Não vai ter Copa para milhares de famílias sem energia elétrica no Brasil
Fortunato da Silva parece viver em outro planeta. Quando vê a camisa
da seleção brasileira, mostra-se indiferente. Para ele, é um "pano
qualquer". O desconhecimento sobre o manto mais famoso do futebol
mundial justifica-se. O agricultor nunca teve energia elétrica em casa.

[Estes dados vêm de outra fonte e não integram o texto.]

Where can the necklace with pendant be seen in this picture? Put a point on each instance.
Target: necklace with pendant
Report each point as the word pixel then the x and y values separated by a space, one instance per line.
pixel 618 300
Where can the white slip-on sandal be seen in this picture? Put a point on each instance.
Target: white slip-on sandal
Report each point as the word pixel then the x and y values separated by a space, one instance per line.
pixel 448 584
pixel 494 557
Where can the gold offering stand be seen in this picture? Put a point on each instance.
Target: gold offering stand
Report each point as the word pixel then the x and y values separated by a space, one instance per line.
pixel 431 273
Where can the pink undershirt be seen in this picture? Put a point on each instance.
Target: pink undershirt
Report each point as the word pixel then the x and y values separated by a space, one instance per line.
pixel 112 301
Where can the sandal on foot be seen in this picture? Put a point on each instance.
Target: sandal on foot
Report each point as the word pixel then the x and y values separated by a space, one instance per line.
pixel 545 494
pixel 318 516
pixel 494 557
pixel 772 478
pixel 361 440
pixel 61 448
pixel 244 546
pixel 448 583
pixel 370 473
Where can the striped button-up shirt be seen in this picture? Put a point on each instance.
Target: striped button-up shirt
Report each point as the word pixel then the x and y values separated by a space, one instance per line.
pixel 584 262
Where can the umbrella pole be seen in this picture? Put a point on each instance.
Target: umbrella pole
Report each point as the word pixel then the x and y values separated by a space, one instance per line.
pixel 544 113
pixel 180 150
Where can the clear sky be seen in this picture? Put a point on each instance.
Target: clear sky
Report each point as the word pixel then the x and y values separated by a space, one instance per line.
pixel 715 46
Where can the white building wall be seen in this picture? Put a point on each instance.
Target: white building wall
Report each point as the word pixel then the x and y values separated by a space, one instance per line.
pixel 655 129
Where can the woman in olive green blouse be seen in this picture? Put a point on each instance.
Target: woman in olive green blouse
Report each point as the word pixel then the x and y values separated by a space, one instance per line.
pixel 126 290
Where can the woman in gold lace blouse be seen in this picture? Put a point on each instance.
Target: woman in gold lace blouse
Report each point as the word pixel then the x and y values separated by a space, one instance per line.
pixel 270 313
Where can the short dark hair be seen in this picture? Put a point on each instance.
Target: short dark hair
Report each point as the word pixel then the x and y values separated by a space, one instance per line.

Sem opção, mantém distância de tudo o que cerca a Copa do Mundo, o maior
evento da Terra, prestes a ocorrer a 450 quilômetros dali, em
Fortaleza.
A rotina de Fortunato, que vive em Serra da Estrela,
comunidade localizada no município de Saboeiro, no sertão do Ceará,
assemelha-se à de pelo menos 242 mil famílias brasileiras sem acesso à
eletricidade (correspondentes a 960 mil pessoas, segundo o Ministério de
Minas e Energia). Essa parcela da população, espalhada pelo país,
dificilmente participará da Copa do Mundo mais cara da história, com
custo oficial previsto em R$ 25,7 bilhões, segundo o Portal da
Transparência.
Entrar em estádios será privilégio de poucos.
Mas, para Fortunato e seus vizinhos, nem mesmo ver os jogos pela TV será
possível. Dentre os 184 municípios do Ceará, Saboeiro é o que tem maior
proporção de habitantes sem energia elétrica. Ao todo, 8,9% dos
moradores da região não sabem o que é isso. É um índice alto, levando-se
em conta que 1% da população do estado não possui o serviço.
Prazeres simples, como beber água gelada ou refrescar-se com a brisa de
um ventilador, são desconhecidos para eles. "Na verdade, a gente se
contentaria com muito menos, como ter condições de ligar uma bomba para
puxar água da cisterna para a plantação", sonha Fortunato, cearense de
45 anos. Sem desfrutar de energia elétrica, a saída é fazer a irrigação
de forma manual, quebra-galho sem o mesmo resultado. É do plantio de
milho, feijão e fava, cultivo comum a todos os agricultores da região,
que sai o prato de cada dia.
Qualquer outro acompanhamento nem
sempre disponível, como frango, peixe ou carne vermelha, precisa ser
todo consumido no mesmo dia, pois não há geladeira. "Se a gente mata um
carneiro, tem que chamar os vizinhos para comer junto, senão estraga",
explica Fortunato. A solução, para alguns, é salgar a carne e lavá-la
antes do consumo. Isso não impede que o cheiro forte nas casas atraia
toda sorte de insetos.
A família de Fortunato é uma das onze de
Serra da Estrela, a cerca de 35 quilômetros da sede de Saboeiro. Para
chegar à comunidade, é necessário percorrer 10 quilômetros de estrada
carroçável. Os seis últimos quilômetros são uma subida íngreme, com
acesso somente de moto. E, ainda assim, se não estiver chovendo forte.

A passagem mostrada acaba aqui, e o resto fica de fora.